Et tout comme le modèle du milieu du siècle induisait une cohésion sociale et économique, son éclatement a entraîné une fragmentation sociale et économique. Les gens ont commencé à s'habiller et à agir différemment. Ceux qui seraient plus tard appelés la « classe créative » sont devenus plus mobiles. Les personnes qui ne se souciaient pas beaucoup de la religion se sentaient moins obligées d'aller à l'église pour les apparences, tandis que celles qui l'aimaient beaucoup optaient pour des formes de plus en plus colorées. Certains sont passés du pain de viande au tofu, et d'autres aux Hot Pockets. Certains sont passés des berlines Ford aux petites voitures importées, et d'autres aux VUS. Les enfants qui allaient dans des écoles privées ou qui le souhaitaient ont commencé à s'habiller « preppy », et les enfants qui voulaient paraître rebelles ont fait un effort conscient pour avoir l'air peu recommandable. De cent façons, les gens se sont dispersés. [20]
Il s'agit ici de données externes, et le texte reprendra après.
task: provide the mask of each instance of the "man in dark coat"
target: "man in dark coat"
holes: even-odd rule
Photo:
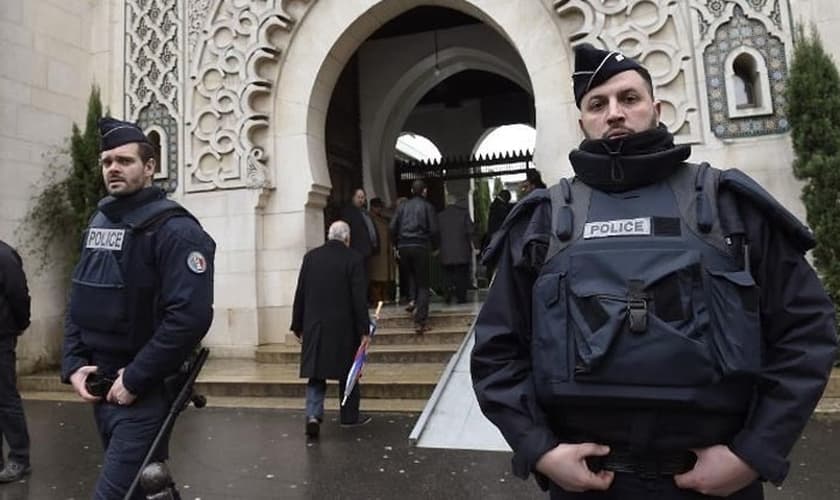
[[[339,400],[344,398],[347,372],[360,344],[370,342],[367,310],[367,276],[362,256],[350,247],[350,227],[334,222],[327,242],[303,258],[291,331],[303,344],[300,376],[306,384],[306,434],[317,437],[324,417],[327,379],[339,381]],[[361,392],[353,388],[341,407],[341,425],[366,424],[359,414]]]
[[[510,209],[513,208],[513,204],[510,202],[510,191],[507,189],[502,189],[499,191],[499,194],[496,195],[496,198],[493,200],[493,203],[490,204],[490,210],[487,214],[487,232],[484,233],[484,238],[481,240],[481,251],[482,253],[487,249],[487,245],[490,244],[490,240],[493,239],[493,234],[502,227],[502,222],[505,221],[505,218],[510,213]],[[493,272],[495,271],[495,267],[488,263],[487,264],[487,279],[493,277]]]
[[[440,264],[444,270],[446,302],[455,299],[459,304],[467,301],[467,287],[470,282],[472,263],[473,221],[470,211],[452,203],[438,214],[440,225]]]
[[[0,446],[4,437],[9,445],[9,460],[0,470],[0,483],[17,481],[30,470],[29,432],[15,377],[15,349],[18,335],[29,326],[29,305],[20,256],[0,241]]]
[[[428,331],[429,316],[429,253],[439,236],[437,212],[426,200],[429,190],[422,179],[411,183],[411,199],[397,207],[391,219],[391,237],[397,242],[400,266],[405,266],[410,286],[414,289],[414,331]]]
[[[350,226],[350,248],[362,254],[367,268],[371,255],[379,251],[379,236],[370,214],[365,209],[367,195],[362,188],[353,191],[350,204],[341,209],[341,220]]]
Presque quatre décennies plus tard, la fragmentation continue d'augmenter. A-t-elle été globalement bonne ou mauvaise ? Je ne sais pas ; la question est peut-être sans réponse. Pas entièrement mauvais cependant. Nous tenons pour acquis les formes de fragmentation que nous aimons, et nous ne nous inquiétons que de celles que nous n'aimons pas. Mais en tant que quelqu'un qui a vécu la fin du conformisme du milieu du siècle, je peux vous dire que ce n'était pas une utopie. [21]
Mon objectif ici n'est pas de dire si la fragmentation a été bonne ou mauvaise, mais d'expliquer pourquoi elle se produit. Avec les forces centripètes de la guerre totale et de l'oligopole du XXe siècle qui ont presque disparu, que se passera-t-il ensuite ? Et plus précisément, est-il possible d'inverser une partie de la fragmentation que nous avons observée ?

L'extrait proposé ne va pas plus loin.